Priced at 800bp over Libor, the AccuGas project in Akwa Ibom state included the construction of a new 65km pipeline and a gas and liquids processing facility. It marked the first phase in Septa Energy’s plans to use the Niger Delta’s gas reserves to meet the growing energy demand from power plants and industrial users in the region, and it is these gas deals to supply industrial clusters that are attracting the most interest. Gas projects to feed power stations and Nigeria’s starved consumer market - where many endure blackouts and just a few hours of electricity a day - are still thin on the ground. Projects stall on uncertainty over gas supplies, fears that the price set by the government won’t guarantee a commercial rate and other unknowns including how best to collect payments from consumers.

Brass LNG tempts Asian contractors

Elsewhere stalled LNG projects are rumbling along. The $8.5 billion Brass LNG project, a joint venture between the Nigerian National Petroleum Corporation (NNPC), Agip, ConocoPhillips and Total is awaiting a final investment decision before it goes to the market, said one banker close to the deal. The project promoters will put in equity with the debt coming from international lenders with local banks putting in between $300-$500 million, he predicts.

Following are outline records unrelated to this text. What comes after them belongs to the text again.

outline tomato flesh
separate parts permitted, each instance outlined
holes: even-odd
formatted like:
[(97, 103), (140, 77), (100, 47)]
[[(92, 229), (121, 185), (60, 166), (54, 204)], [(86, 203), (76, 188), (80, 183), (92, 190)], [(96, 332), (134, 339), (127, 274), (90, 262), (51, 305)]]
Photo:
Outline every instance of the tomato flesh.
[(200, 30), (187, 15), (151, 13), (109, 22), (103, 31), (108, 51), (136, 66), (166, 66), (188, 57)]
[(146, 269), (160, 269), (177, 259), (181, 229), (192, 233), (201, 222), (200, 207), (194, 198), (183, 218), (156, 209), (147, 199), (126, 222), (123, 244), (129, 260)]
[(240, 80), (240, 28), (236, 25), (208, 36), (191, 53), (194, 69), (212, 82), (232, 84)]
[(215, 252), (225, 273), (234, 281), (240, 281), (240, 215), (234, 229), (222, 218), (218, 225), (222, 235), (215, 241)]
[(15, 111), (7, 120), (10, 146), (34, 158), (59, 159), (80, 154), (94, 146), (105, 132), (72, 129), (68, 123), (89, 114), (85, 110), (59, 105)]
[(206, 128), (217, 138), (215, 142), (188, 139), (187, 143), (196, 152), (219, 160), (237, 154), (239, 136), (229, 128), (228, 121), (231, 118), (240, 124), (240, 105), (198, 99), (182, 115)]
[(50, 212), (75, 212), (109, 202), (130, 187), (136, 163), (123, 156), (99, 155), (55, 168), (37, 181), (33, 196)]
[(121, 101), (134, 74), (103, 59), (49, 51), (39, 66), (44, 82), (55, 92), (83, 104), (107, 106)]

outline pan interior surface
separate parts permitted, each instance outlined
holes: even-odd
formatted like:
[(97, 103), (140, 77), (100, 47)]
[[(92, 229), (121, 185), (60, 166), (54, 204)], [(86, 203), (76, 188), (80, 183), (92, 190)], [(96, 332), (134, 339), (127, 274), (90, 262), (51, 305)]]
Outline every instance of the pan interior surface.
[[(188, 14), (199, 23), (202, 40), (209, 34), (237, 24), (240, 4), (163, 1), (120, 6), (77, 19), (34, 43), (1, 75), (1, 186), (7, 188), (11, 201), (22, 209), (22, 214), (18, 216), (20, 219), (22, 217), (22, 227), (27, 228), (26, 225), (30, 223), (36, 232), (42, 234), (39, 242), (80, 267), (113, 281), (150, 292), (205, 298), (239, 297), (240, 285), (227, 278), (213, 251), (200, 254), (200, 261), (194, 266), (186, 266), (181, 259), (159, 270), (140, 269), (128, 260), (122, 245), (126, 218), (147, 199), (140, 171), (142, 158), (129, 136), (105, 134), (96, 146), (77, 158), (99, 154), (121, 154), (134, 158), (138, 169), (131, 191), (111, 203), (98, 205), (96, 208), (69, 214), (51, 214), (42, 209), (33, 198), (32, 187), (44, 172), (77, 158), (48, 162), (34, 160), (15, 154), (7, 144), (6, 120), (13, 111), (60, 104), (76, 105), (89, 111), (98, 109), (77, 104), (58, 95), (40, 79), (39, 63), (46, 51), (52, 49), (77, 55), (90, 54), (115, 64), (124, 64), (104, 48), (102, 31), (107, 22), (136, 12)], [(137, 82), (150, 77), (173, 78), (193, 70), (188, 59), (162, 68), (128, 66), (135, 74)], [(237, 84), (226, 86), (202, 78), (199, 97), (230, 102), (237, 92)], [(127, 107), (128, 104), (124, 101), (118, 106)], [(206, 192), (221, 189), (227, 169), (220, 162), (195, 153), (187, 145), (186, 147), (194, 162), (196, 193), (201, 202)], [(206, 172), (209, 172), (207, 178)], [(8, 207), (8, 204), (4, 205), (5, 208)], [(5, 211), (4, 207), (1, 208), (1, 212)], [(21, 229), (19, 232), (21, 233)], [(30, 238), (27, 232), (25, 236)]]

The 10 million tonnes-per-year project which involves building a two-train liquefaction plant at Brass in Bayelsa state was first conceived in 2002 but the project stalled on insecurity in the Niger Delta as well as worries about the availability of gas after the government announced a push to divert more gas to go to the domestic market. Other concerns include a lack of government support for projects because LNG is not a “priority sector” or an important enough spur to job creation or economic growth.

However last year, in a clue that the Brass project was regaining momentum, South Korean and Japanese shipbuilders said they received a tender to serve the facility. Another spark came with the $1.1 billion debt financing for Nigeria’s state oil company NNPC and Exxon Mobil’s natural gas liquids project NGL2 at the end of last year.

Despite an industry-wide clamour for reform Nigeria’s long-awaited PIB remains elusive. In the meantime activity in the upstream sector has ground to a halt as international oil companies wait for clarity. Only Shell’s divestments, and other, small-scale projects, have kept the Nigerian oil and gas sector busy in a flow of deals that has allowed local lenders to flex their muscles. It will be these kinds of small deals that continue to characterise the industry in the months ahead. Some experts even go as far to suggest the industry would be better off working towards the concept that reform might never happen after all.  “I wouldn’t be surprised if it never passed,” said one UK-based banker. “It could drag on indefinitely.”